Nepotism not only has a negative effect on student progress and fair hiring practices, but it also doesn’t give our system much credibility either.

Regulation 274 > Nepotism = Quality Education 4
Students and Fair Hiring Practices 4 Teachers :)

Cheers!

Peter R.

Peter Reese said...

Marie,

Do you have "seniority" with your school board? If so, what is it used for? Thanks!

Peter R.

Anonymous said...

Hey Marie,

Just looking back on the comments you provided about being a 20 year teacher working at the same school. I am sure you could pull a few strings to get your family and friends hired at your school if this regulation never existed right?

Muhammad
Peel District School Board (5 Years) OT

Bryce and Agatha said...

In my opinion what is most crazy about Regulation 274 is that it upholds the very narrow board-based seniority that has been part and parcel of public education for years. Why is the experience of teachers who have shown initiative and taught in international schools or in the north of Canada OR EVEN IN OTHER SCHOOL BOARDS IN ONTARIO not worth anything in the seniority sweepstakes? And let's not forget that the real 'root cause' of all this hassle is the gross mismanagement of the profession ever since it was taken over by the College of Teachers, whose interest in creating new members has far outweighed its interest in seeing that its members gain employment. Why were tens of thousands of graduate teachers permitted to gain training for jobs that didn't exist in the first place?

Peter Reese said...

Hello Marie,

I guess it's been a little bit since we had our little discussion about Regulation 274. May I ask, how do you feel about it now that it's alive and well across ALL public elementary and secondary school boards?
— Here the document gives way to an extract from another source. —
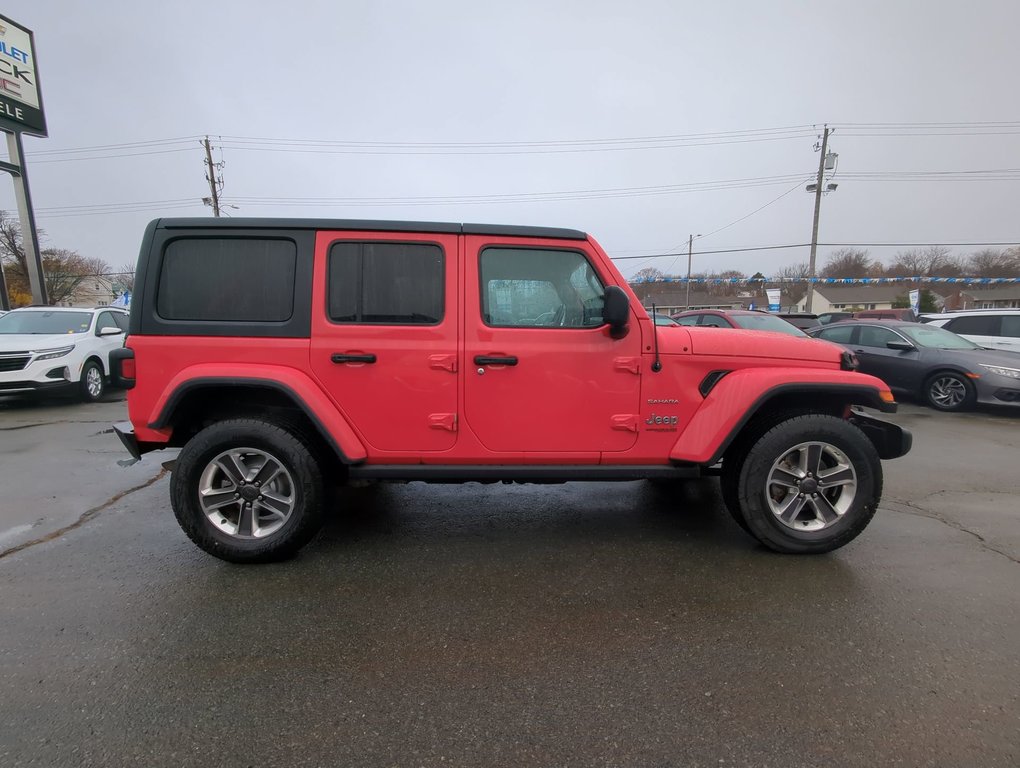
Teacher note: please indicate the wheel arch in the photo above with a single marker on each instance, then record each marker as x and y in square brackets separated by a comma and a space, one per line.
[716, 426]
[198, 402]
I have now met hundreds of supply teachers who didn't feel it was the right thing back in the spring of 2013, but now feel it's completely justified and fair :)

Let's face reality here, in the collective agreement for contract teachers, have the right to apply for staff transfers and use their "seniority" whenever they apply for "internal" positions that are completely closed off from everyone outside the permanent staff.

I am so happy that Regulation 274 was not bumped by people like you, Angie Potts and Trustee Howard Goodman who care nothing about students except getting their own blood relatives hired before some other poor hardworking bastard who has been stuck for an indefinite period on a supply list prior to this new hiring process. We both know that.

You have a nice day!

Peter Reese
Permanent Contract Teacher (as a result of Reg 274)

Anonymous said...

I think this whole discussion is demonstrative of the value of seniority. The arguments against it are not well informed, reflect misunderstanding and lack of understanding of both the Reg 274 hiring process and the terrible processes it attempts to replace, as well as a lack of understanding of the political processes involved (eg. Reg 274's implementation is currently being sabotaged by many school boards, and the unions are negotiating with the government to fix its rougher edges; Reg 274 is not immutable for the rest of time... and repealing it would be throwing the baby out with the bathwater).

Meanwhile, those who actually have significant experience as occasional teachers have made persuasive reasoned arguments based on their first-hand experiences.

The teacher unions exist to protect and improve your working conditions, and it's not coincidental that all of them support Reg 274 (though all of them also support removing some of the loopholes that allow management to abuse the new process). Teacher unions do not have an agenda that's independent of their members... they are democratic organizations that follow the will of their members, and the consensus is that Reg 274, while not perfect and in need of some tweaking, is a huge step forward from where we were.

New teachers... sorry to break it to you, but you don't know everything, and you're not any more fabulous than the rest of your colleagues. Get some experience under your belt, talk to your older colleagues, and maybe someday you'll appreciate the wisdom of seniority hiring. In most of your cases, it's going to allow you to get a job sooner than you would have had one without seniority.